A bubble yet, it’s just high

growth rates, which can lead to an accumulation of risks if they’re not cool. When sales ops: complete guide to boosting sales team productivity consumer lending grows faster than nominal incomes for a long time, it can create such risks. High growth rates of consumer lending are another consequence of soft monetary policy. Rates are affordable, inflation expectations are high. And the desire to get into debt, but to buy something quickly before it gets more expensive, naturally, arises in people…

 Or until the stakes rise even higher

– There is probably both. But this does not affect our confidence that this market nes to stabilize its growth rates.

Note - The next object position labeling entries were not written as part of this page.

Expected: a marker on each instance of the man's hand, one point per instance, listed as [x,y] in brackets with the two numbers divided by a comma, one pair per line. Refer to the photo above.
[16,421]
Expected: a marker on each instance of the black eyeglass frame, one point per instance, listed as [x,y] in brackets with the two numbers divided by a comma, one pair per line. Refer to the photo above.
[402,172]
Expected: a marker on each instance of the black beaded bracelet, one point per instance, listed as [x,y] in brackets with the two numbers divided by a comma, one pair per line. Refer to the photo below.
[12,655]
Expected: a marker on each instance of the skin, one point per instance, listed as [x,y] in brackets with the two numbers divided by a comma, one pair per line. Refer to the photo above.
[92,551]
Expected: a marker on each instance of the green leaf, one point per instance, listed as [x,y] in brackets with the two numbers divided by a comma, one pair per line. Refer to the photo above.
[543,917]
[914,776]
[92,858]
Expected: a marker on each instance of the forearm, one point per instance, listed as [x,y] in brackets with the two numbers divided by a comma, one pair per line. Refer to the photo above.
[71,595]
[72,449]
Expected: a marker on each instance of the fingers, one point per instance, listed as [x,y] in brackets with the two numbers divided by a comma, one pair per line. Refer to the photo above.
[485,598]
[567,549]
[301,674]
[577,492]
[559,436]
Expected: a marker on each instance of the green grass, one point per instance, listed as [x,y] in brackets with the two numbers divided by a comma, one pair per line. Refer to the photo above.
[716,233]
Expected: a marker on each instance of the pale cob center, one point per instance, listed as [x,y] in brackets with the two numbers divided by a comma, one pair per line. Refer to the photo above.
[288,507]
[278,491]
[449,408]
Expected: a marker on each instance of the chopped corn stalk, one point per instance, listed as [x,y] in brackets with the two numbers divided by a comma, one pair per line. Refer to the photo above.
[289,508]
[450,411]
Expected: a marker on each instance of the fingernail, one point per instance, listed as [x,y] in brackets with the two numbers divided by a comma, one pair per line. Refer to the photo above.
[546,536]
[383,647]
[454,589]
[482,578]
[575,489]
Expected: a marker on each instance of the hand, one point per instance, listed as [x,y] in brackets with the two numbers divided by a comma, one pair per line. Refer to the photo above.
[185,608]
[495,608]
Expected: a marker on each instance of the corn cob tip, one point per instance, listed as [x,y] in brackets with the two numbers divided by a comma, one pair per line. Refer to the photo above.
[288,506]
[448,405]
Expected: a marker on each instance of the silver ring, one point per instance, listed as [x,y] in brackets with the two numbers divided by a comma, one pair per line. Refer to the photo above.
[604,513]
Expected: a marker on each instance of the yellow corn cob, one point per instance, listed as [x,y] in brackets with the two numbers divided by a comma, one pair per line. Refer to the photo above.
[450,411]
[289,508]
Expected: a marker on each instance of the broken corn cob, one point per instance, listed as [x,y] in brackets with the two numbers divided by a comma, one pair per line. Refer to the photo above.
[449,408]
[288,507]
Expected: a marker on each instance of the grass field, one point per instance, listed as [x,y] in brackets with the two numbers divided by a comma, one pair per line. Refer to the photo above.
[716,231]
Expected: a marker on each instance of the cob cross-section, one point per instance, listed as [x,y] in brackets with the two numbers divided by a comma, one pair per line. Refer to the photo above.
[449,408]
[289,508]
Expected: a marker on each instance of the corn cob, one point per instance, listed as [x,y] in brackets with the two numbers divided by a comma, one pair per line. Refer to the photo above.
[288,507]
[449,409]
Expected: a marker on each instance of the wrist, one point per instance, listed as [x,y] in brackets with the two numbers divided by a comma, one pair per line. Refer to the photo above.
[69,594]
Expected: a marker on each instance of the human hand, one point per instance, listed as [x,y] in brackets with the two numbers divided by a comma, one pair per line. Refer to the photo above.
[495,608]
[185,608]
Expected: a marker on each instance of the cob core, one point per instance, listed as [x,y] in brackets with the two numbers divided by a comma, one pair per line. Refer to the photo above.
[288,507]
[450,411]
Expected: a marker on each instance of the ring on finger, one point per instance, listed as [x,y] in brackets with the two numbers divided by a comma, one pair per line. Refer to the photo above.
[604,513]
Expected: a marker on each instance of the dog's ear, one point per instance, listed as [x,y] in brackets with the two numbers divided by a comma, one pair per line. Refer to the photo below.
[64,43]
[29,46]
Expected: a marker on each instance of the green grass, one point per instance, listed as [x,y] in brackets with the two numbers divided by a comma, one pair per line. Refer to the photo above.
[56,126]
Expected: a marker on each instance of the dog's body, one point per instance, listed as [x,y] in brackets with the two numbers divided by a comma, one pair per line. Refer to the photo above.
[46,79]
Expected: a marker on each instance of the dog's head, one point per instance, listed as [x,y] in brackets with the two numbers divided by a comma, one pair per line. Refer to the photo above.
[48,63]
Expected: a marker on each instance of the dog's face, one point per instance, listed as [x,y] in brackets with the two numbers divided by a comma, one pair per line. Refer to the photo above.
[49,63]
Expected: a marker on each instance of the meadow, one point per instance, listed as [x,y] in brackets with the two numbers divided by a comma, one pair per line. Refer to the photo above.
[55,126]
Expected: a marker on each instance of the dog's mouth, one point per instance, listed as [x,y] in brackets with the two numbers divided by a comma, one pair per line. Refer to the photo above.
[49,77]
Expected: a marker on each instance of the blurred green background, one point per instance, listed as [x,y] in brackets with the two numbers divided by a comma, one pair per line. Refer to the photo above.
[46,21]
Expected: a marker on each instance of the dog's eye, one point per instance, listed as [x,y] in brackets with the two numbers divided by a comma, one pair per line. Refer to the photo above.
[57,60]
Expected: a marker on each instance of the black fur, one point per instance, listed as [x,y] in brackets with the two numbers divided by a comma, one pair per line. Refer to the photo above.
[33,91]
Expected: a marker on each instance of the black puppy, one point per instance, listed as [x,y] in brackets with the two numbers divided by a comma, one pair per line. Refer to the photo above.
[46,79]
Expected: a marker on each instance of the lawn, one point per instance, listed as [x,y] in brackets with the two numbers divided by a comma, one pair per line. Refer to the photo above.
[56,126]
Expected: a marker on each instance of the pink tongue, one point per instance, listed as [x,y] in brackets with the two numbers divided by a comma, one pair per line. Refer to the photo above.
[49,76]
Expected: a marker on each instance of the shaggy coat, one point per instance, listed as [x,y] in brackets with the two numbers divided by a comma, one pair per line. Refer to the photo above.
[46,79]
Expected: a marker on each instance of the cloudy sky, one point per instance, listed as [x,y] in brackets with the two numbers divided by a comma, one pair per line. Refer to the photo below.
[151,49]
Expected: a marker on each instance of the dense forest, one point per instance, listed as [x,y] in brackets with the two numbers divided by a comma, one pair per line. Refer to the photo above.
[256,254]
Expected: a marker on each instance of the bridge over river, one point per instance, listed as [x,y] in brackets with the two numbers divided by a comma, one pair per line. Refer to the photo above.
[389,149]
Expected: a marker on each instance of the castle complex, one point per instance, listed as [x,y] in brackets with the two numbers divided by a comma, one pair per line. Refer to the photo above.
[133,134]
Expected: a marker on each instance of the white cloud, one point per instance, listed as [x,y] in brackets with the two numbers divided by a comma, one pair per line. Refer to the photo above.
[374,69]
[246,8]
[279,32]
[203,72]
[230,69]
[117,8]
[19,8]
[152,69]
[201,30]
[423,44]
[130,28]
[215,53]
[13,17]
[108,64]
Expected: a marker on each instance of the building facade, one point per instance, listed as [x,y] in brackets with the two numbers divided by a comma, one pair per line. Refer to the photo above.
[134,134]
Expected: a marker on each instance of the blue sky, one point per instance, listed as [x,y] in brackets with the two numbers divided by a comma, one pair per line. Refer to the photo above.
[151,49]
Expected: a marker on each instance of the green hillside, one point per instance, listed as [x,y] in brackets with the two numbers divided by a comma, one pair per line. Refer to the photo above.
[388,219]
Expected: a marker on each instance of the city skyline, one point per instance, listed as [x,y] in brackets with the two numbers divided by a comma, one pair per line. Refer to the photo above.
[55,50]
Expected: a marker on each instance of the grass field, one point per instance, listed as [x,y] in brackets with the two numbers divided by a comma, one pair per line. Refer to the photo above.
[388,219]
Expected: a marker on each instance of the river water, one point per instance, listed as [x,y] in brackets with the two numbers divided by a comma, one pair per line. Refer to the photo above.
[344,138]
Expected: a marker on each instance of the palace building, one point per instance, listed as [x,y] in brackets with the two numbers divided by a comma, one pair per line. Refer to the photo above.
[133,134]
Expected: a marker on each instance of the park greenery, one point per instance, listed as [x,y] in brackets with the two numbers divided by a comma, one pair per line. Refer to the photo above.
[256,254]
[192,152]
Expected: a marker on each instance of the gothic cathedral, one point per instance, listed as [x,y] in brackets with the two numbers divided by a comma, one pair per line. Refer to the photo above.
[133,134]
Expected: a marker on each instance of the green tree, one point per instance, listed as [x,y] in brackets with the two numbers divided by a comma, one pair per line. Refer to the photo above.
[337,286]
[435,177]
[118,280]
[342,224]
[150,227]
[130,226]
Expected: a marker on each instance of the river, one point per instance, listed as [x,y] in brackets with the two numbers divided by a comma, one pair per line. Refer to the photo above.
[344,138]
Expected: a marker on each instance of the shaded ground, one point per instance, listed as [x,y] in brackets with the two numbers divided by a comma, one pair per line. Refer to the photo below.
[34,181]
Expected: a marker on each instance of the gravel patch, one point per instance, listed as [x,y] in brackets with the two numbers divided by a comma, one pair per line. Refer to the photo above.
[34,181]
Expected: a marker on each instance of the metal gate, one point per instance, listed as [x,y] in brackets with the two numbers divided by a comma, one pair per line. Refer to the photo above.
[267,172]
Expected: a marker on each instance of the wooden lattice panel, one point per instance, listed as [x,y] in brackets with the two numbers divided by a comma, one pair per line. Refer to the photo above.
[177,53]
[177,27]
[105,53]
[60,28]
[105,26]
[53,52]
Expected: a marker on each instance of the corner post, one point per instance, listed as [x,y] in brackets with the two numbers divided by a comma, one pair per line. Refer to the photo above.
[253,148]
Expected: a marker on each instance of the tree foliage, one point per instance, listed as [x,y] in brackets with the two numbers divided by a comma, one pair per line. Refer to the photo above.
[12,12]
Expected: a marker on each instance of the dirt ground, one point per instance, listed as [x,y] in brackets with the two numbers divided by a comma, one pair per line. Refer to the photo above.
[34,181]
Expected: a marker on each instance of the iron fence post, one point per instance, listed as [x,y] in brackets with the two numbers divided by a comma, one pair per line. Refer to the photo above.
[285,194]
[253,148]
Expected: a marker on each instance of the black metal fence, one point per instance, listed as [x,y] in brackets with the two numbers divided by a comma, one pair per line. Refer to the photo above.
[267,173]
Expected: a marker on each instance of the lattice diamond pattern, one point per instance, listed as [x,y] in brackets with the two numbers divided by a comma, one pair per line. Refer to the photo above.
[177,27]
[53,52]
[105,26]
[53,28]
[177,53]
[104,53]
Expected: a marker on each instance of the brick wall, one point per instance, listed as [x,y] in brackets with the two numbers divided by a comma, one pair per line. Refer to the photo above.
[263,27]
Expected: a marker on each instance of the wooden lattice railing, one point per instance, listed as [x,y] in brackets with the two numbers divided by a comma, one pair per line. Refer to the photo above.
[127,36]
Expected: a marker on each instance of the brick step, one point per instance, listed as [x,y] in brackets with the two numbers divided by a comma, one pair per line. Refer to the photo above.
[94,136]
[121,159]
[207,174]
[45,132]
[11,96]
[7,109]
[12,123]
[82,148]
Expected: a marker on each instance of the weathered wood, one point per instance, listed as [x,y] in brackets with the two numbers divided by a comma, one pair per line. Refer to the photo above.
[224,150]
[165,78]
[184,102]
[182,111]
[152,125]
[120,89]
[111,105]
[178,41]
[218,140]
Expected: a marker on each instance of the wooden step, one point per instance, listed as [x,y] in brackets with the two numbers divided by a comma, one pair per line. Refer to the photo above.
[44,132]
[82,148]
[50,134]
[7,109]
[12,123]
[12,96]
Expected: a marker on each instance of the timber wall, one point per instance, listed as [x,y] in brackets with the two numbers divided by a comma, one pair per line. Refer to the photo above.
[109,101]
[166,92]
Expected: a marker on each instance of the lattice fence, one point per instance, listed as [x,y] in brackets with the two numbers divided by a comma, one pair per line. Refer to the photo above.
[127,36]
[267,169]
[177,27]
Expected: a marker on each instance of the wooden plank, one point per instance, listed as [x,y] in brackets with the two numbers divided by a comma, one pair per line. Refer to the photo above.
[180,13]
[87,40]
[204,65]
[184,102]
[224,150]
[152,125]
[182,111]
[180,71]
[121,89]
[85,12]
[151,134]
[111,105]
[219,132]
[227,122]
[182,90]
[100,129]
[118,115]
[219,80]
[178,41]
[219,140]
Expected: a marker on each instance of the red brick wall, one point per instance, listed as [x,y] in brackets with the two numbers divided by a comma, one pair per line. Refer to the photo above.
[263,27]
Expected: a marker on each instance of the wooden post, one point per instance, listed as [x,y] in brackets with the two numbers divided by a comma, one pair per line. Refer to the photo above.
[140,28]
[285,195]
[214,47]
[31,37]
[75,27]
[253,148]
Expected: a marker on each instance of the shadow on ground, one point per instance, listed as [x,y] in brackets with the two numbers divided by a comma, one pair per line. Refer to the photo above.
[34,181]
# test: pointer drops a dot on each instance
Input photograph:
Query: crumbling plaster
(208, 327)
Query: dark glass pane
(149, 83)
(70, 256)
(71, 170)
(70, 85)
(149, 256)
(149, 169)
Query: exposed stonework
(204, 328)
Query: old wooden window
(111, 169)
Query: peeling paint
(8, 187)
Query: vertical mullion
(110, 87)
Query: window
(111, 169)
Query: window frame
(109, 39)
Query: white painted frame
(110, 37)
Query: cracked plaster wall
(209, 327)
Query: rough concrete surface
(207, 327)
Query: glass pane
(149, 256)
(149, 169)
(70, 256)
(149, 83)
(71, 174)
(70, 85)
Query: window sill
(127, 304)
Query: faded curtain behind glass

We decid to return to pre-pandemic surcharges f

rom July 1, and this was not enough. Therefore, we immiately discuss the second set of measures, which will come into force on October 1. We expect some stabilization of growth rates from the October measures, but we the weariness of social networks will be ready, if necessary, to take another set of measures. The macroprudential measures that we have in our arsenal are risk weights depending on the debt burden and interest rate – this is a fairly good mechanism, but it is of limit effect. Especially when there is a capital reserve in the banking agb directory system, and there is – let some banks have more, others less. And further increase in macroprudential surcharges can simply lead to a ristribution of the unsecur loan portfolio. That is, the growth rate of unsecur consumer lending in the banking system as a whole may not decrease.